So, you’d love to spruce up the kitchen to make your day-to-day functioning a little easier or more beautiful, but you’re a renter, not a homeowner. Does that mean you’re stuck with what you’ve got?
Not necessarily. The Very Cool Guys have come up with this list of landlord-friendly kitchen upgrades for renters. These are low-cost improvements that don’t require big-time destruction to complete, though you should probably still run them by your landlord beforehand:
1. Enlarge Your Food Prep Space
As a renter, you can’t exactly install new countertops. No worries! If you need more space for slicing and dicing, there are always fold-down countertops. Mounted on the wall, these flip down when you need them and flip back up when you’re done. No permanent changes or extra floor space required!
If you do have floor space to spare, another option is a rolling kitchen island, which you can find in endless varieties these days (and usually with some extra storage space underneath). Best part about this upgrade is you can roll it out with you when you get your own place.

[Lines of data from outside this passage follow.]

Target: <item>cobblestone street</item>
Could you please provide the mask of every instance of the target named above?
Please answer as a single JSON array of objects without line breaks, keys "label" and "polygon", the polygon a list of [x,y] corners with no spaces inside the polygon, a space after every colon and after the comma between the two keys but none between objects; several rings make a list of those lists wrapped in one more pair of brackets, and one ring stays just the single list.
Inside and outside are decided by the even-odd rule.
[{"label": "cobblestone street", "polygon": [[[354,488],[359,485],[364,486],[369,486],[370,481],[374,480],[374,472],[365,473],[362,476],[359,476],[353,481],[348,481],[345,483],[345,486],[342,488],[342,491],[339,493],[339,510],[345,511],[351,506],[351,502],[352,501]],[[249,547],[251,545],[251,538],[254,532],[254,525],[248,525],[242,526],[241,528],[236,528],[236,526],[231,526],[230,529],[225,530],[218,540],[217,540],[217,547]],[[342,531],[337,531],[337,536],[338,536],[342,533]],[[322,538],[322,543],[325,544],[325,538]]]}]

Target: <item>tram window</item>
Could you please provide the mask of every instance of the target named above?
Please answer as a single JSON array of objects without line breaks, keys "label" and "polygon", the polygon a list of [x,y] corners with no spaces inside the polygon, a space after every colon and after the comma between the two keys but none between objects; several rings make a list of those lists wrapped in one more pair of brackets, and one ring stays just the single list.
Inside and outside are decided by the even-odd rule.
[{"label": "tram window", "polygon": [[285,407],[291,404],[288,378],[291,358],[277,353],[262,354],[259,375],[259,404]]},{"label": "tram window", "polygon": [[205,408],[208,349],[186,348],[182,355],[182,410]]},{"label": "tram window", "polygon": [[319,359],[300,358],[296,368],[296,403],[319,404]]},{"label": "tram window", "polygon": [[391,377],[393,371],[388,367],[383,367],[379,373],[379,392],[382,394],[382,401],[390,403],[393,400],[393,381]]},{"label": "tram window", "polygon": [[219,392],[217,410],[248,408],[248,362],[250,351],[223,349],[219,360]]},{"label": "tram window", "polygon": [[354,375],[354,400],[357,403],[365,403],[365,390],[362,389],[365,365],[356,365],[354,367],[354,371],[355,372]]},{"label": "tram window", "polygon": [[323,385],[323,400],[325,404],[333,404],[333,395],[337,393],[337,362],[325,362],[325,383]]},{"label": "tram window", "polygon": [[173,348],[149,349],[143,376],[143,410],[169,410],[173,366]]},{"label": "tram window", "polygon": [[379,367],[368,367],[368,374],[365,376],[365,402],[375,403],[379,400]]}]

2. Upgrade Your Cooking Hardware
Installing a new stove isn’t ideal for the renter in need of better cooking hardware. Who wants to spend that kind of money for a home you don’t own? But renters who want to remodel can always invest in a quality induction cooktop, which increases the amount of surface area you have to get food sizzling. These go for anywhere from $60 to $200, and they heat up extremely fast! If an ancient stovetop is all you have to work with right now, this would be a major improvement.
3. Make More Storage Space
A homeowner might install new cupboards for more storage, but a remodeling renter has to be a little more clever. A few options are pot racks you can mount on the walls or ceiling, which would only require you to drill a few half-inch holes and which would free up some of your existing cupboards. Another possibility is a pegboard, used to hang your pots, pans, measuring cups, larger utensils, and more.
4. Brighten the Place Up
Sometimes, the problem with a kitchen isn’t necessarily that it’s too small, just too dark and dreary. Reinvent the look of your kitchen by upgrading the lighting, a landlord-friendly improvement you can do in a number of ways: through under-cabinet lighting for better countertop illumination, LED light strips, or even some stick-on lights that run on batteries. Furthermore, make sure the bulbs on existing fixtures are as bright as the fixture safely allows.